Table of Contents
- When to Webdrive
- Selenium Webdriver
- First Steps
- Usage + Example Program
- Referencing Webpage (DOM) Elements
Do you have menial or repetitive tasks you find yourself performing manually within a web browser, over-and-over-and-over again? Maybe your job requires you to search or message relevant people over linkedin? Maybe you run a publishing company that wastes countless hours repetitively uploading your ebooks and their metadata to different services like Amazon and Pubit? If you were given an intern who could follow instructions perfectly, would you be able to describe your exact process for completing these repetitive tasks? If so, this tutorial walks you through how you can go about automating such workflows by:
- Formalizing our workflow into an Algorithm (a generic set of repeatable steps)
- Translating our human instructions into discrete actions (e.g. clicking, typing) applied to specific browser "elements", in a way they can be understood and referenced by computers
- See Render v. Markup section which describes how we think of / interpret / represent webpages differently than computers.
- Programming a script which controls the flow of your Algorithm
Webdriving is the act of having a computer perform steps and actions within a web browser, on your behalf, such as typing keys, performing searches, submitting forms, and clicking links/buttons. It is advantageous for automating menial, repetitive tasks (kind of like what mechanical turk [mturk] is used for) and also in software development for allowing programmers to write tests and catch irregularities when their web application is run on different browsers (e.g. Firefox, Chome, Safari, Opera, etc.). In some organizations, hundreds of people independently make contributions to the code which runs a web application. Can you imagine comprehensively testing every web page feature using every browser, every time one of these changes occur?

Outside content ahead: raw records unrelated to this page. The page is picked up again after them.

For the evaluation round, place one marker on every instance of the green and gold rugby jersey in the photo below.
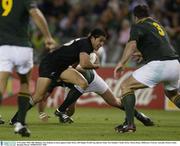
(152, 40)
(14, 22)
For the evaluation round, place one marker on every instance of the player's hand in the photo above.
(118, 70)
(50, 44)
(137, 56)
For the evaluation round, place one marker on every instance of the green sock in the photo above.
(129, 103)
(24, 106)
(1, 98)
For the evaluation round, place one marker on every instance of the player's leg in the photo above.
(113, 101)
(72, 76)
(99, 86)
(128, 100)
(3, 83)
(23, 105)
(41, 110)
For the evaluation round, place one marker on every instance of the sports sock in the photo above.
(129, 102)
(72, 96)
(1, 97)
(24, 105)
(137, 114)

- Amplification: Whatever workflow you were doing manually, after you have a script, you can run it multiple times and amplify your productivity.

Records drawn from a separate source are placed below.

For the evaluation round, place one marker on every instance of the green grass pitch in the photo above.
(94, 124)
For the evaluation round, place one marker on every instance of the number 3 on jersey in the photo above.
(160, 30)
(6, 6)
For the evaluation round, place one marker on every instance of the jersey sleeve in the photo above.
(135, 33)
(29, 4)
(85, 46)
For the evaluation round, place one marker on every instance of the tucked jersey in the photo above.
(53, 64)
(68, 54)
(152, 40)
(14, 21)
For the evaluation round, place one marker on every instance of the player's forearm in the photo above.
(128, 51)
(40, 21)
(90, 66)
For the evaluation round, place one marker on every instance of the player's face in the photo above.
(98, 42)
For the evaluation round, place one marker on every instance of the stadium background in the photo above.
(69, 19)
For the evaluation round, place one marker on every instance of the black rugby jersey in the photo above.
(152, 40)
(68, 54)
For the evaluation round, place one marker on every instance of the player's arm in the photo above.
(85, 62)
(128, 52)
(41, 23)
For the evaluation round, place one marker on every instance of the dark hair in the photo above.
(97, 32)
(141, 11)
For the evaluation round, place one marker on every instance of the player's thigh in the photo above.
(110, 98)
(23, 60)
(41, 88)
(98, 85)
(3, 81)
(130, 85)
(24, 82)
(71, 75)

- Productivity: You can focus your time on things which require expertise
- Speed: Webdrivers perform much faster than us, since it knows exactly where elements on the page are without moving a mouse.
- Correctness: You can avoid mistakes by relying on the computer to step through your workflow without errors.
Writing Webdrivers isn't "free" as it takes a significant time investment to formalize the steps of your routine and translate your manual workflow into steps the computer can understand. For the non-programmer, expect your first Selenium script to take you about a week (2h a day for 5 days). Most of your time will be spent installing + setting up + learning the basics, reading the included resources, and above all, trying to map/reconsile your visual interpretation of the elements you see within a webpage to the browser's underlying/internal identifiers which it understands. More on this is Render v. Markup.
Webdriving excels when your workflow is:
- Frequent. A repetitive task which needs to be run frequently (especially when this frequency is greater than you can possibly achieve as a human)
- Deterministic. The task or the webpage doesn't have much variability or dynamic, unpredictable content (it's generally the same)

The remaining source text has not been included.